According to The First Google Result for "ZFS Deduplication"
...
What to dedup: Files, blocks, or bytes?
...
Block-level dedup has somewhat higher overhead than file-level dedup when whole files are duplicated, but unlike file-level dedup, it handles block-level data such as virtual machine images extremely well.
...
ZFS provides block-level deduplication
...
According to Wikipedia's ZFS Article
ZFS uses variable-sized blocks of up to 128 kilobytes. The currently available code allows the administrator to tune the maximum block size used as certain workloads do not perform well with large blocks. If data compression (LZJB) is enabled, variable block sizes are used. If a block can be compressed to fit into a smaller block size, the smaller size is used on the disk to use less storage and improve IO throughput (though at the cost of increased CPU use for the compression and decompression operations).
I want to make sure I understand this correctly.

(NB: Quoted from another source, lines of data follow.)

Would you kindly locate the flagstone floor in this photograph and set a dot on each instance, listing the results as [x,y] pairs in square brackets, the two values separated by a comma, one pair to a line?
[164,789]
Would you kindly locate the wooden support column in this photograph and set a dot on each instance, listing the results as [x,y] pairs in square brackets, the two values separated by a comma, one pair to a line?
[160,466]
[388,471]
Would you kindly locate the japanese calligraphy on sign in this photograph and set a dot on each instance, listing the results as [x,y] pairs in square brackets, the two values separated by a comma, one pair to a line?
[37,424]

Assuming compression is off
If I a randomly filled file of 1GB, then I write a second file that is the same except half way through, I change one of the bytes. Will that file be deduplicated (all except for the changed byte's block?)

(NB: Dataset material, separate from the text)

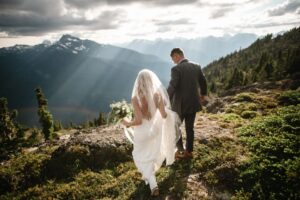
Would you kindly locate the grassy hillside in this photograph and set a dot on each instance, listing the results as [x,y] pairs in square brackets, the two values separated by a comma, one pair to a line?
[248,151]
[268,58]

If I write a single byte file, will it take a whole 128 kilobytes? If not, will the blocks get larger in the event the file gets longer?
If a file takes two 64kilobyte blocks (would this ever happen?), then would an identical file get deduped after taking a single 128 kilobyte block
If a file is shortened, then part of its block would have been ignored, perhaps the data would not be reset to 0x00 bytes. Would a half used block get deduped?